8. "Big Up" (featuring Rayvon)
9. "Nice and Lovely" (featuring Rayvon)
10. "Why You Treat Me So Bad?" (featuring Grand Puba)
11. "Hot Gal"
12. "Piece of My Heart" (featuring Marsha)
13. "The Train Is Coming" (featuring Ken Boothe)
14. "Something Different" (featuring Wayne Wonder; Hip Hop Remix)
15. "Perfect Song" (featuring Maxi Priest)
16. "Think Ah So It Go"

- Mr. Lover Lover – American issue (2002)
17. "Boombastic" (Sting Remix)
18. "In the Summertime" (featuring Rayvon)
19. "Oh Carolina"
20. "Nice and Lovely"
21. "The Train Is Coming" (featuring Ken Boothe)
22. "Why You Treat Me So Bad" (featuring Grand Puba)
23. "Big Up" (featuring Rayvon)
24. "Piece of My Heart" (featuring Marsha)
25. "Luv Me, Luv Me" (featuring Janet Jackson)
26. "The Reggae Virus"
27. "Sexy Body Girls"
28. "Something Different" (featuring Wayne Wonder)
29. "That Girl" (featuring Maxi Priest and Rayvon)
30. "Better Not Be"
31. "Hot Gal"
32. "Boombastic"
33. "Get Up, Stand Up"

==Charts==
===Weekly charts===

Weekly chart performance for Mr.
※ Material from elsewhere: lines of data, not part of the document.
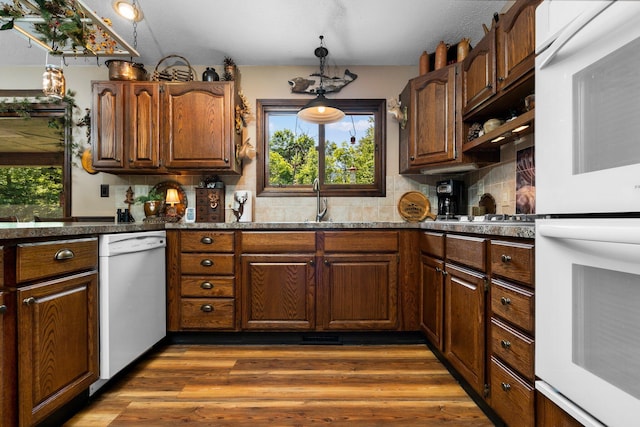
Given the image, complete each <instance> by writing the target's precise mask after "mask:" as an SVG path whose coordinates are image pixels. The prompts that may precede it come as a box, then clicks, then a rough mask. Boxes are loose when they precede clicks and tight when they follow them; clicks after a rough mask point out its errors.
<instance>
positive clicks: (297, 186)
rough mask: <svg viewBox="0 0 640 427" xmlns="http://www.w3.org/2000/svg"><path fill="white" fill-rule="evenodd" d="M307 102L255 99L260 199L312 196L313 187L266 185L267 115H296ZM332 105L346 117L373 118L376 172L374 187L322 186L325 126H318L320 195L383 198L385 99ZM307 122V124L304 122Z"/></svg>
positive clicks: (348, 184)
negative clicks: (366, 114) (320, 191)
mask: <svg viewBox="0 0 640 427" xmlns="http://www.w3.org/2000/svg"><path fill="white" fill-rule="evenodd" d="M308 102H309V99H258V100H256V139H257V153H258V156H257V158H258V162H257V165H256V175H257V176H256V195H257V196H261V197H265V196H266V197H298V196H307V197H308V196H314V195H315V192H314V191H313V188H312V186H311V185H310V184H309V185H290V186H269V185H268V179H269V178H268V176H267V174H268V172H269V167H268V162H269V141H268V140H267V138H268V135H269V132H268V128H267V126H268V124H269V120H268V119H269V114H271V113H283V112H285V113H288V112H291V113H297V112H298V110H300V108H302V107H303V106H304V105H305V104H307V103H308ZM331 102H332V103H333V104H334V105H335V106H336V107H338V108H340V109H341V110H343V111H344V112H345V113H346V114H350V113H363V114H370V115H373V116H374V118H375V127H374V137H375V141H376V142H375V144H376V146H375V153H376V154H375V159H374V164H375V166H374V167H375V173H374V183H373V184H325V183H324V153H325V149H324V141H323V139H324V127H323V125H318V126H319V129H318V131H319V132H318V135H319V139H320V141H318V144H319V146H318V157H319V159H318V163H319V164H318V174H319V177H320V191H321V192H322V195H323V196H341V197H384V196H385V195H386V152H387V151H386V145H387V144H386V138H387V131H386V118H387V117H386V100H385V99H332V100H331ZM305 123H306V122H305Z"/></svg>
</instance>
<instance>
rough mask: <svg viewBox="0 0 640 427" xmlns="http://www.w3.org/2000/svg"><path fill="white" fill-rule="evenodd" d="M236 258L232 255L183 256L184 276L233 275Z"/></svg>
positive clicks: (229, 254) (190, 254)
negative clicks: (202, 274) (234, 264)
mask: <svg viewBox="0 0 640 427" xmlns="http://www.w3.org/2000/svg"><path fill="white" fill-rule="evenodd" d="M234 259H235V257H234V256H233V255H231V254H229V255H226V254H181V255H180V265H181V267H182V273H183V274H205V275H209V274H221V275H233V269H234V266H233V264H234Z"/></svg>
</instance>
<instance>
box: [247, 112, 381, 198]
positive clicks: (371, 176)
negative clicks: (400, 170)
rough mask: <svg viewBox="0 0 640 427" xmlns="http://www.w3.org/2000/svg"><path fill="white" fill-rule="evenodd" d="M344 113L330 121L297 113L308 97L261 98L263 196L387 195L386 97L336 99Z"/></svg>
mask: <svg viewBox="0 0 640 427" xmlns="http://www.w3.org/2000/svg"><path fill="white" fill-rule="evenodd" d="M334 101H335V103H336V104H337V106H338V107H339V108H341V109H342V110H343V111H344V112H345V114H346V115H345V118H344V119H343V120H342V121H340V122H338V123H332V124H327V125H317V124H312V123H308V122H304V121H301V120H299V119H297V116H296V113H297V111H298V110H299V109H300V107H301V106H302V105H304V103H305V102H306V101H298V100H258V131H257V133H258V144H259V147H260V151H261V152H262V153H264V155H262V156H261V159H263V161H261V162H260V163H259V164H258V194H259V195H261V196H295V195H300V196H308V195H311V194H312V187H311V186H312V183H313V181H314V180H315V179H316V178H318V179H319V181H320V187H321V191H322V192H323V194H324V195H334V196H384V194H385V183H384V176H385V174H384V171H385V164H384V157H385V156H384V153H385V131H384V129H385V126H384V118H385V115H384V111H385V101H384V100H334Z"/></svg>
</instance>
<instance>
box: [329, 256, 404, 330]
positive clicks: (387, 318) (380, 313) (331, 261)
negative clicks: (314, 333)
mask: <svg viewBox="0 0 640 427" xmlns="http://www.w3.org/2000/svg"><path fill="white" fill-rule="evenodd" d="M319 301H320V302H319V306H321V307H322V313H321V316H322V327H323V328H325V329H343V330H344V329H351V330H368V329H371V330H372V329H396V328H397V327H398V257H397V254H366V253H363V254H350V255H326V256H325V257H324V260H323V275H322V288H321V295H320V297H319Z"/></svg>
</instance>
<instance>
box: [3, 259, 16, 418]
mask: <svg viewBox="0 0 640 427" xmlns="http://www.w3.org/2000/svg"><path fill="white" fill-rule="evenodd" d="M1 258H2V252H1V251H0V259H1ZM0 267H1V266H0ZM1 271H2V269H1V268H0V272H1ZM14 299H15V294H13V293H8V292H2V291H0V426H7V427H8V426H13V425H15V424H16V412H15V406H16V399H15V397H16V396H15V392H16V390H15V386H16V365H15V363H16V357H15V356H16V341H15V340H16V336H15V305H14V304H13V301H14Z"/></svg>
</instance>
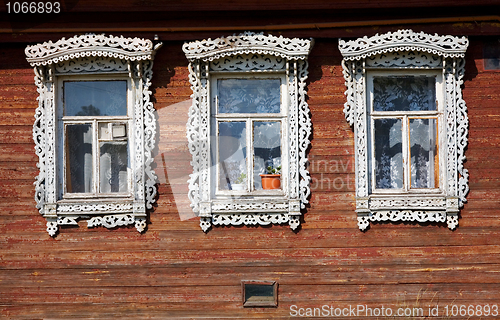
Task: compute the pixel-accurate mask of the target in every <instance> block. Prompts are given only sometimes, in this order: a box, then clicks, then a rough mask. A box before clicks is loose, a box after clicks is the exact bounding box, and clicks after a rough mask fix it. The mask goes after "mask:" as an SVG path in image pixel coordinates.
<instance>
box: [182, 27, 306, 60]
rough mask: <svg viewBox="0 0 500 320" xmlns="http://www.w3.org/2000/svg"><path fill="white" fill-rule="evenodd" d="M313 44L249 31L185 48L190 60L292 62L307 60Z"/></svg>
mask: <svg viewBox="0 0 500 320" xmlns="http://www.w3.org/2000/svg"><path fill="white" fill-rule="evenodd" d="M311 47H312V41H311V40H306V39H297V38H293V39H290V38H284V37H283V36H279V37H276V36H272V35H264V34H263V33H254V32H245V33H242V34H239V35H232V36H229V37H221V38H217V39H213V40H212V39H208V40H203V41H194V42H189V43H185V44H184V46H183V47H182V49H183V50H184V53H185V54H186V57H187V58H188V59H189V60H190V61H194V60H202V61H213V60H217V59H219V58H222V57H233V56H236V55H238V54H259V55H261V54H264V55H270V56H275V57H276V56H277V57H282V58H285V59H288V60H297V59H301V60H305V59H307V56H308V55H309V52H310V50H311Z"/></svg>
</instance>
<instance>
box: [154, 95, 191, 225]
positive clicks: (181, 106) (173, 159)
mask: <svg viewBox="0 0 500 320" xmlns="http://www.w3.org/2000/svg"><path fill="white" fill-rule="evenodd" d="M190 106H191V99H189V100H185V101H182V102H179V103H175V104H173V105H170V106H168V107H164V108H162V109H160V110H157V111H156V113H157V120H158V122H157V128H158V130H157V132H159V135H160V136H159V139H158V137H157V141H158V145H157V148H156V149H155V152H154V159H155V162H156V171H155V172H156V175H157V176H158V183H159V184H160V186H161V185H165V186H167V190H166V191H164V192H167V193H170V192H171V193H172V195H173V200H174V203H172V206H173V207H175V208H176V209H177V212H178V214H179V218H180V220H181V221H184V220H189V219H192V218H195V217H196V215H195V213H194V212H193V210H192V209H191V207H190V201H189V198H188V179H189V174H190V173H191V172H192V167H191V153H190V152H189V150H188V142H187V138H186V123H187V121H188V111H189V107H190ZM160 188H161V187H160Z"/></svg>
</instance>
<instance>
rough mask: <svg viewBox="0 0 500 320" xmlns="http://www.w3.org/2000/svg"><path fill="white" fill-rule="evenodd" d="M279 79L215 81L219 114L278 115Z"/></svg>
mask: <svg viewBox="0 0 500 320" xmlns="http://www.w3.org/2000/svg"><path fill="white" fill-rule="evenodd" d="M280 84H281V81H280V79H222V80H218V81H217V88H218V96H219V109H218V110H219V113H279V112H280V104H281V103H280V102H281V97H280Z"/></svg>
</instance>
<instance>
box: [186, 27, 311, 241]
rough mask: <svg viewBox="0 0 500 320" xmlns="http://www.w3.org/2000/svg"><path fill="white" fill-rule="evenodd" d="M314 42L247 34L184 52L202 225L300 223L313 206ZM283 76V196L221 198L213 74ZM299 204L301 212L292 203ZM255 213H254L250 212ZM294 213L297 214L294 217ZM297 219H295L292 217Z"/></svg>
mask: <svg viewBox="0 0 500 320" xmlns="http://www.w3.org/2000/svg"><path fill="white" fill-rule="evenodd" d="M311 46H312V41H310V40H301V39H287V38H283V37H275V36H270V35H269V36H267V35H263V34H255V33H251V32H246V33H243V34H240V35H233V36H229V37H226V38H218V39H214V40H212V39H208V40H203V41H196V42H191V43H186V44H184V46H183V50H184V52H185V54H186V57H187V58H188V59H189V60H190V64H189V81H190V84H191V89H192V91H193V94H192V95H191V98H192V105H191V107H190V109H189V119H188V122H187V125H186V130H187V139H188V148H189V151H190V152H191V154H192V161H191V165H192V167H193V173H192V174H191V175H190V178H189V181H188V184H189V191H188V197H189V199H190V201H191V207H192V209H193V211H194V212H195V213H196V214H198V215H199V216H200V226H201V228H202V230H203V231H205V232H206V231H208V230H209V228H210V227H211V226H212V225H220V224H223V225H228V224H230V225H240V224H245V225H253V224H260V225H267V224H270V223H287V222H288V223H289V224H290V226H291V228H292V229H296V228H297V227H298V225H299V224H300V208H304V207H305V204H307V203H308V198H309V195H310V193H311V191H310V186H309V184H310V181H311V179H310V176H309V172H308V170H307V158H306V150H307V148H308V147H309V145H310V134H311V130H312V124H311V119H310V111H309V107H308V105H307V102H306V84H305V81H306V79H307V75H308V71H307V66H308V64H307V56H308V54H309V51H310V49H311ZM218 71H223V72H232V71H234V72H246V73H247V74H249V75H250V74H252V73H253V72H258V73H265V72H276V71H281V72H283V73H284V74H286V75H287V77H288V90H287V91H288V98H287V99H286V100H287V101H289V106H288V107H289V117H288V128H289V129H288V132H289V136H288V141H287V145H288V154H287V155H286V157H284V158H285V159H287V161H288V166H289V170H288V173H289V176H288V179H285V180H284V181H287V185H286V186H285V189H286V191H287V192H285V194H287V195H286V196H285V197H283V196H280V197H278V196H275V197H272V196H265V197H259V196H255V197H253V199H252V200H242V199H238V198H234V199H230V200H227V201H226V200H221V199H216V198H215V197H214V196H213V195H212V193H211V190H210V165H211V164H210V156H209V155H210V149H209V148H210V144H209V139H210V112H209V107H210V103H209V96H208V95H209V90H208V87H209V85H210V81H211V80H210V72H218ZM292 201H294V203H295V201H298V202H297V203H298V208H295V206H292V207H293V211H292V210H291V209H290V208H291V207H290V203H291V202H292ZM248 212H251V213H248ZM291 213H293V215H290V214H291ZM292 216H293V217H292Z"/></svg>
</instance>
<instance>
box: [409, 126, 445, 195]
mask: <svg viewBox="0 0 500 320" xmlns="http://www.w3.org/2000/svg"><path fill="white" fill-rule="evenodd" d="M409 122H410V124H409V127H410V156H411V165H410V171H411V187H412V188H435V187H436V186H438V185H439V181H438V176H439V175H438V171H439V166H438V154H437V141H436V140H437V139H436V132H437V121H436V119H410V120H409Z"/></svg>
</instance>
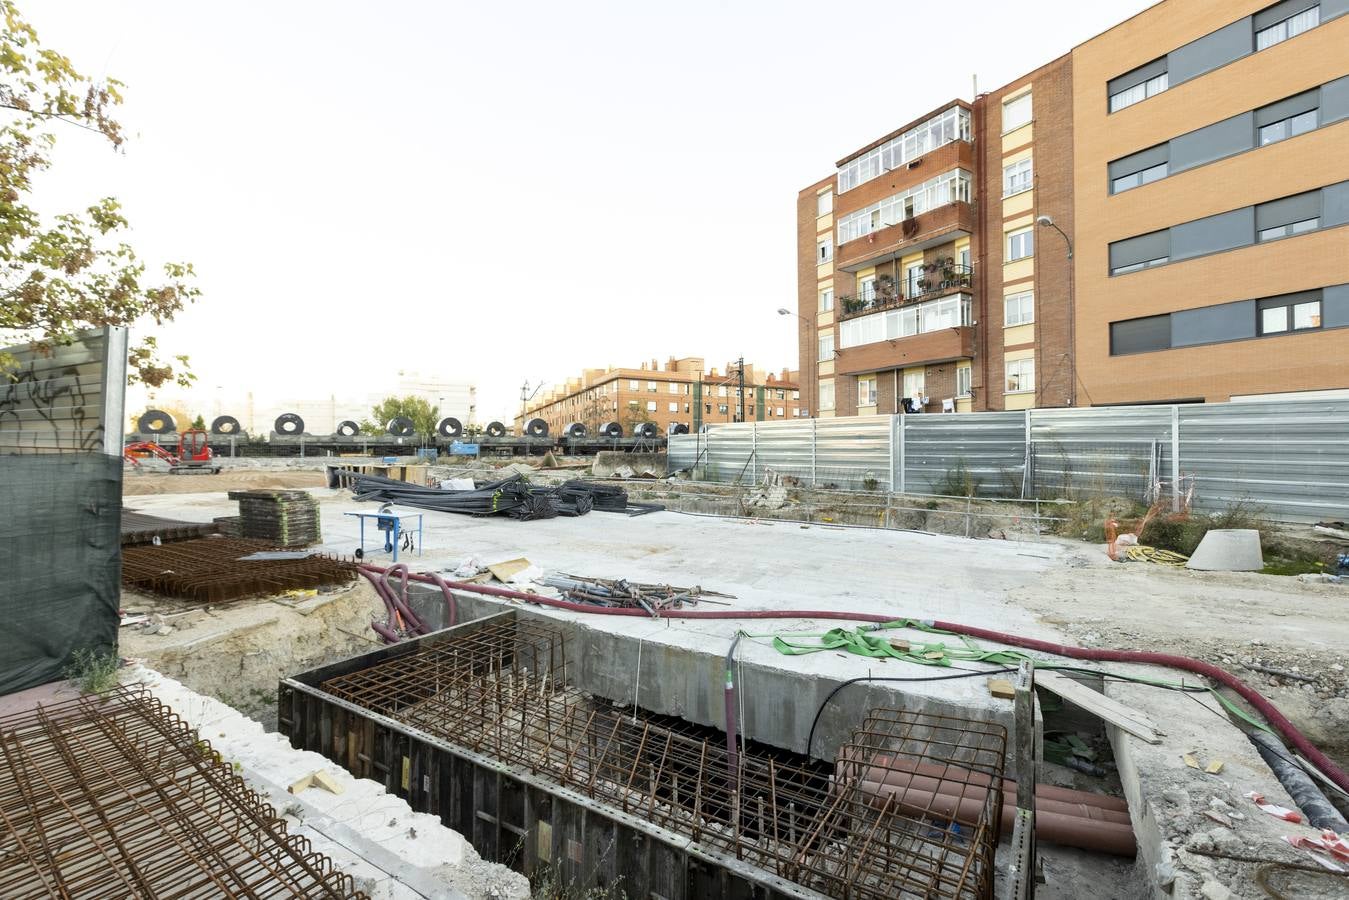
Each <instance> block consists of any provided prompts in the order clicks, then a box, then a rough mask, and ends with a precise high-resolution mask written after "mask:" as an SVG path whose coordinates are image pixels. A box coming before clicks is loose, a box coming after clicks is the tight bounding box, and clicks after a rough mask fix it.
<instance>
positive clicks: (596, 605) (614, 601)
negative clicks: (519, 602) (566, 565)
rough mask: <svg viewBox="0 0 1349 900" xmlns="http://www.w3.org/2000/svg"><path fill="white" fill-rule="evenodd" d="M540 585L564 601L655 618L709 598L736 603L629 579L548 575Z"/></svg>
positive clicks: (538, 582)
mask: <svg viewBox="0 0 1349 900" xmlns="http://www.w3.org/2000/svg"><path fill="white" fill-rule="evenodd" d="M538 583H540V584H544V586H546V587H554V588H557V590H558V591H561V596H563V599H565V600H571V602H573V603H588V604H591V606H618V607H626V609H638V607H639V609H643V610H646V611H648V613H650V614H652V615H654V614H656V613H657V611H658V610H677V609H680V607H683V606H684V604H685V603H697V602H699V600H704V599H707V598H708V596H722V598H728V599H735V598H734V596H733V595H730V594H718V592H716V591H706V590H703V588H701V587H699V586H695V587H673V586H670V584H643V583H641V582H629V580H626V579H618V580H608V579H603V578H581V576H577V575H565V573H557V575H549V576H546V578H542V579H540V580H538Z"/></svg>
Lover Lover: The Best of Shaggy...Part 1
| Chart (2002) | Peak position |
|---|---|
| Austrian Albums (Ö3 Austria) | 72 |
| New Zealand Albums (RMNZ) | 38 |
| UK Albums (OCC) | 20 |

===Year-end charts===

Year-end chart performance for Mr. Lover Lover: The Best of Shaggy...Part 1
| Chart (2002) | Position |
|---|---|
| Canadian R&B Albums (Nielsen SoundScan) | 78 |
| Canadian Rap Albums (Nielsen SoundScan) | 39 |

==Certifications==

Certifications for Mr. Lover Lover: The Best of Shaggy...Part 1
| Region | Certification | Certified units/sales |
| United Kingdom (BPI) | Silver | 60,000^{^} |
^{^} Shipments figures based on certification alone.